I’m also reflecting on how – honestly, how humiliating I find it for someone to damage my things and to then be forced to play with them. I’m yeeted back to childhood, having to make up and play nice with a bully who pushed me over. I don’t like it. It doesn’t feel good. But I have to remember that, unlike the bully, Salem doesn’t know that what he’s doing has upset me. All he knows is that he’s trying to mark his territory – to guard against what terrifying creatures I dread to think – and we keep stubbornly removing the markers. He likely can’t figure out what the hell we’re doing. I like to imagine in his mind he’s the zombie apocalypse prepper and we’re stubbornly unplugging his forcefield and emptying all of his weapons, and he can’t figure out why and he can’t communicate with us. But he keeps trying nonetheless.
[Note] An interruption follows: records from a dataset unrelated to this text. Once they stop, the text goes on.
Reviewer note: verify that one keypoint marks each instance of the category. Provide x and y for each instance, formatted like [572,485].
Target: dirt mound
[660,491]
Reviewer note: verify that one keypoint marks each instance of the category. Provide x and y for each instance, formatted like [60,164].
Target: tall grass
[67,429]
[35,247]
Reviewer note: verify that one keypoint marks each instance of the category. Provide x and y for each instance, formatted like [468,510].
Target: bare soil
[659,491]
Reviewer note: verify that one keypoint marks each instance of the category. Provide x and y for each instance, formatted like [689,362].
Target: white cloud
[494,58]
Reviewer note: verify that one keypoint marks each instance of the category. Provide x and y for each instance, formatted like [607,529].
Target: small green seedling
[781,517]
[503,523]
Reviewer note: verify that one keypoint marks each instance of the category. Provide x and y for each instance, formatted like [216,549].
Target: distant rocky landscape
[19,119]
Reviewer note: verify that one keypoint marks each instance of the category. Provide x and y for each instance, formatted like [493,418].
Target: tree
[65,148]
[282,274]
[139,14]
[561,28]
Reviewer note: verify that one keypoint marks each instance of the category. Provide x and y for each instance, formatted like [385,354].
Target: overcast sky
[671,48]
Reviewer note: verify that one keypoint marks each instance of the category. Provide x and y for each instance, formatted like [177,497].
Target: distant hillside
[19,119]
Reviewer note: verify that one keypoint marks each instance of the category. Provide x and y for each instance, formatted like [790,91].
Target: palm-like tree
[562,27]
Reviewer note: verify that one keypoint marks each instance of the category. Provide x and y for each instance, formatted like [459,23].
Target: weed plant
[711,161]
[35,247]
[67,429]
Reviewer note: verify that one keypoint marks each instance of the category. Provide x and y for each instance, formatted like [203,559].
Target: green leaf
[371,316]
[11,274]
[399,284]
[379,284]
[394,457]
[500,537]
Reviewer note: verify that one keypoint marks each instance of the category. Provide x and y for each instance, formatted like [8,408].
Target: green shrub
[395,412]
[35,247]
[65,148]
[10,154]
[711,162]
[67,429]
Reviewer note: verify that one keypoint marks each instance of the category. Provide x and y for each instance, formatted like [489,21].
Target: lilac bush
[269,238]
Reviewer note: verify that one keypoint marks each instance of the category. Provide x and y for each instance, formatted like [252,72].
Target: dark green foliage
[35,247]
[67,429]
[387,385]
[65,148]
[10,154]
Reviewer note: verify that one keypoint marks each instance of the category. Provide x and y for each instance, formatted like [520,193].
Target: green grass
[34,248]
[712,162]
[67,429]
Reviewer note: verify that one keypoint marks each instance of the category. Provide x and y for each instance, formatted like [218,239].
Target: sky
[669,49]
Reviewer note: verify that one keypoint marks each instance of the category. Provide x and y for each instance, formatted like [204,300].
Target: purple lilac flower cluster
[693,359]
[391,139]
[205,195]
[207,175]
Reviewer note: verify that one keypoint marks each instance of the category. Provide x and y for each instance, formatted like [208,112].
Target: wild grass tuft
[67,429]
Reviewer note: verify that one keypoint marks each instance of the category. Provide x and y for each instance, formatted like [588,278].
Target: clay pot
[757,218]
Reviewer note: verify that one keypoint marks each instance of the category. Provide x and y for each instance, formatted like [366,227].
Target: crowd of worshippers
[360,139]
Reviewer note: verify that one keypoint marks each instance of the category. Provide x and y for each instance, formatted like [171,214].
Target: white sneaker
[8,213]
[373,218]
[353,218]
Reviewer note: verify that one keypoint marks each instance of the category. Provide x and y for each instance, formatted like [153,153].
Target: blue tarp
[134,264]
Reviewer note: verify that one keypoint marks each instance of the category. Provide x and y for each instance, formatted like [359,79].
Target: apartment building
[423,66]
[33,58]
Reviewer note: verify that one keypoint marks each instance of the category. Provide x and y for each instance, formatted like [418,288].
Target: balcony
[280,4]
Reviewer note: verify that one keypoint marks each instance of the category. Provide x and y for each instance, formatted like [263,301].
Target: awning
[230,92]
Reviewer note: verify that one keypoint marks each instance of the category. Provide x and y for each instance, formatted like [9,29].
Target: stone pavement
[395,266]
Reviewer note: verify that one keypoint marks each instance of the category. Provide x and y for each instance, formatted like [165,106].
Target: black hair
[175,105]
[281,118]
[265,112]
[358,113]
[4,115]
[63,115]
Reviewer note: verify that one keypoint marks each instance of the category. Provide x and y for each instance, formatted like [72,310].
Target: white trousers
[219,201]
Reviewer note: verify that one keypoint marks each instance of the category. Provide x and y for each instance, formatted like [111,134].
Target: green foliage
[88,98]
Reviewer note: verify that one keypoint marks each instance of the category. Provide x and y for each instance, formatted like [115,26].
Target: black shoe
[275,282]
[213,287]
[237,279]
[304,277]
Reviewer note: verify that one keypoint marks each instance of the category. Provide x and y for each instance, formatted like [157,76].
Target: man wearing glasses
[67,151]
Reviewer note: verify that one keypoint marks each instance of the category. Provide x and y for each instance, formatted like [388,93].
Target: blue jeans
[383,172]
We love each other, it seems, but without communication we’re driving each other up the wall. There’s…probably a lesson there. Not for me though. I’m going to keep trying to convince him that he doesn’t need to put up a forcefield across the curtains.
Work
I had an interview recently for a senior role and I don’t know how it went. I never do. I hope I’ll find out this week whether I got it. I did get a lovely bit of recognition from a dear colleague though, and I feel really proud of myself for that. It comes with a little gift, and that’s nice, but it’s less important than knowing that the unseen, non-dev bits of my work are also being seen and appreciated. I built something quite cool recently, and it worked on the second try, and I got to talk about it at our fortnightly Show and Tell (which my partner lovingly tells me features a voice suited for gameshow hosting).
My side-project, my corporate objective, bustles onwards. This week I finished up some code that meets the outcome I’ve been trying to achieve for about seven years.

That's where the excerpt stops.